Sil overexpression in lung cancer characterizes tumors with increased mitotic activity.

Sil (SCL interrupting locus) was cloned from the most common chromosomal rearrangement in T-cell acute lymphoblastic leukemia. It is an immediate early gene whose expression is associated with cell proliferation. Sil protein levels are tightly regulated during the cell cycle, reaching peak levels in mitosis and disappearing on transition to G1. A recent study found Sil to be one of 17 genes whose overexpression in primary adenocarcinomas predicts metastatic spread. We hypothesized that Sil might have a role in carcinogenesis. To address this question, we utilized several approaches. Using a multitumor tissue array, we found that Sil protein expression was increased mostly in lung cancer, but also at lower levels, in a subset of other tumors. Microarray gene expression analysis and immunohistochemistry of lung cancer samples verified these observations. Sil gene expression in lung cancer correlated with the expression of several kinetochore check-point genes and with the histopathologic mitotic index. These observations suggest that overexpression of the Sil gene characterizes tumors with increased mitotic activity.

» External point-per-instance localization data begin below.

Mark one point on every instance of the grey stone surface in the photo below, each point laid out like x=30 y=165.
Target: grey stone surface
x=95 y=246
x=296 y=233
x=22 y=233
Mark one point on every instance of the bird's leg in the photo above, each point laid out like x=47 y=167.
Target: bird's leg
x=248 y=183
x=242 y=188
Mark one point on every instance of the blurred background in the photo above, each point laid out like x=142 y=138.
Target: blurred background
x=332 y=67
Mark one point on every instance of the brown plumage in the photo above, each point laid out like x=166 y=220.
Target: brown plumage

Mutations in exon 2 of GATA1 are early events in megakaryocytic malignancies associated with trisomy 21.

Patients with Down syndrome (DS) frequently develop 2 kinds of clonal megakaryocytosis: a common, congenital, spontaneously resolving, transient myeloproliferative disorder (TMD) and, less commonly, childhood acute megakaryoblastic leukemia (AMKL). Recently, acquired mutations in exon 2 of GATA1, an X-linked gene encoding a transcription factor that promotes megakaryocytic differentiation, were described in 6 DS patients with AMKL. The mutations prevent the synthesis of the full-length GATA1, but allow the synthesis of a shorter GATA1 protein (GATA1s) that lacks the transactivation domain. To test whether mutated GATA1 is involved in the initiation of clonal megakaryoblastic proliferation or in the progression to AMKL, we screened 35 DS patients with either AMKL or TMD and 7 non-DS children with AMKL for mutations in exon 2 of GATA1. Mutations were identified in 16 of 18 DS patients with AMKL, in 16 of 17 DS patients with TMD, and in 2 identical twins with AMKL and acquired trisomy 21. Analysis revealed various types of mutations in GATA1, including deletion/insertions, splice mutations, and nonsense and missense point mutations, all of which prevent the generation of full-length GATA1, but preserve the translation of GATA1s. We also show that the likely mechanism of generation of GATA1 isoforms is alternative splicing of exon 2 rather than, or in addition to, alternative translation initiation, as was proposed before. These findings suggest that acquired intrauterine inactivating mutations in GATA1 and generation of GATA1s cooperate frequently with trisomy 21 in initiating megakaryoblastic proliferation, but are insufficient for progression to AMKL.

GLI3 is not mutated commonly in sporadic medulloblastomas.

BACKGROUND: Medulloblastoma is a malignant, invasive embryonic tumor of the cerebellum. Sonic hedgehog (SHH) is a secreted glycoprotein that has a major role in the developing cerebellum. Activation of the SHH pathway resulting from mutations in the PATCH gene, which is an inhibitor of the pathway, are associated with hereditary and sporadic medulloblastomas. The GLI3 protein is another negative regulator of SHH signaling. The authors hypothesized that mutations in GLI3 may be associated with meduloblastomas. METHODS: The authors describe a patient with hereditary Greig syndrome, which was caused by mutations in GLI3, and medulloblastoma. Another such patient was described in the literature. They also sequenced the GLI3 gene, including all exon-intron boundaries, in an additional 12 sporadic medulloblastomas. RESULTS: The authors detected a new nonsense germline mutation in a child with Greig syndrome and medulloblastoma. This mutation generates a stop codon in position 809 of GLI3 that has been predicted to result in massive truncation of the protein. Several new polymorphisms, but no tumor-associated mutations, were found in sporadic tumors. CONCLUSIONS: Gli3 is mutated rarely in medulloblastoma.